Pope found the Village People joke, in which Perry—presumably because of nationally syndicated sex advice columnist Dan Savage’s “Santorum” campaign—is basically saying Santorum is gay, to be particularly vexing.
“I don’t mind if it’s a good joke, but it’s just kind of a weird joke,” he said. “It makes you wonder who came up the the joke. Obviously Rick Perry didn’t, so who pitches that?…It’s just shocking how far we haven’t come as far as things like that—we’re like the last minority that you can make fun of and get away with it.”
David Taffet, who wrote about the speech for the Dallas Voice, Dallas’s LGBT newspaper, didn’t have a problem with it.

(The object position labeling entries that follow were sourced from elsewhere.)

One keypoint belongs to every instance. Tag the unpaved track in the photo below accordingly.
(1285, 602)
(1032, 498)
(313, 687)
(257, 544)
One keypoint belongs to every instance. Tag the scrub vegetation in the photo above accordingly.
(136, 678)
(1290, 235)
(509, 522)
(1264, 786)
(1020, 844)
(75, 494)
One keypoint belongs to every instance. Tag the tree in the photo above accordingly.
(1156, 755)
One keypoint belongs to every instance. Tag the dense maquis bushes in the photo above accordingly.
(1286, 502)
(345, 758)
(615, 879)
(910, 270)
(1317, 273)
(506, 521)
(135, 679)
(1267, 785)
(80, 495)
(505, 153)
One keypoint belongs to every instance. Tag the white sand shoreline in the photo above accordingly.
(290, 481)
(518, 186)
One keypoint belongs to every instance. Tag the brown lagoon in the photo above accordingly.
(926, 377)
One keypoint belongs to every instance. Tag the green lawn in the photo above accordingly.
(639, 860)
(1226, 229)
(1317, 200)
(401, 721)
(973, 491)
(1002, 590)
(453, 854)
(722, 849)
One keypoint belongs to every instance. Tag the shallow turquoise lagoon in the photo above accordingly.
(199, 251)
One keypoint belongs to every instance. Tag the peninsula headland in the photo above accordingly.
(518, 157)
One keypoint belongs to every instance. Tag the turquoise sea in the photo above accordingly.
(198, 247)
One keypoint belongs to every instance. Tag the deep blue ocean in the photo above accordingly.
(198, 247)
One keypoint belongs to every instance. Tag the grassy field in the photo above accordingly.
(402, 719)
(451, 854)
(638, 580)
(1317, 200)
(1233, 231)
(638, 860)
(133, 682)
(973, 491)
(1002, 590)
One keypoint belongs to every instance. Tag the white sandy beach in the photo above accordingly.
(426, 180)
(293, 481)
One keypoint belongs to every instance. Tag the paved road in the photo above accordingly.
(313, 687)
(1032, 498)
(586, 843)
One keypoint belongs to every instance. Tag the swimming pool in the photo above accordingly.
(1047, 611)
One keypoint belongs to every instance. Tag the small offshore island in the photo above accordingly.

“The jokes weren’t offensive at all,” Taffet said. “It’s Perry that we find offensive.”
Which is exactly why the routine played so big—the humor came from Perry’s willingness to satirize his anti-gay political positions. To rework the old comedy cliche, “it’s funny, because he wants to take away your rights.”
Austin stand-up comic Ralphie Hardesty, who recently wrote a piece for Culture Map about Todd Glass and other gay comedians, thought it was actually pretty subversive for Perry to suggest he was attracted to Mitt Romney, but also a bit insulting. “Like, that’s for us. You can’t really make that joke!”
But that joke’s also on Rick Perry, as the only thing that Texas law does not allow between one really good looking man and another good looking man is marriage. That’s been so since the 2003 United States Supreme Court case Lawrence v. Texas invalidated the state’s anti-sodomy laws.
It is a case Perry apparently dislikes so much he sometimes blocks it out of memory: as Morgan Smith of the Texas Tribune reported in December, he criticized it in his 2010 book Fed Up!, but did not recognize it by name when he was out on the presidential campaign trail in Iowa in December.
Perry’s selective amnesia provided an irresistible opening for Glen Maxey, the openly gay former Texas state legislator who recently published an e-book on rumors about the Governor’s private life.
“Since the U.S. Supreme Court took a look-see at the Texas law, you can love another good looking man in a pretty intimate way,” said Maxey. “I’m glad to see Ricky at last owning up to his true self.”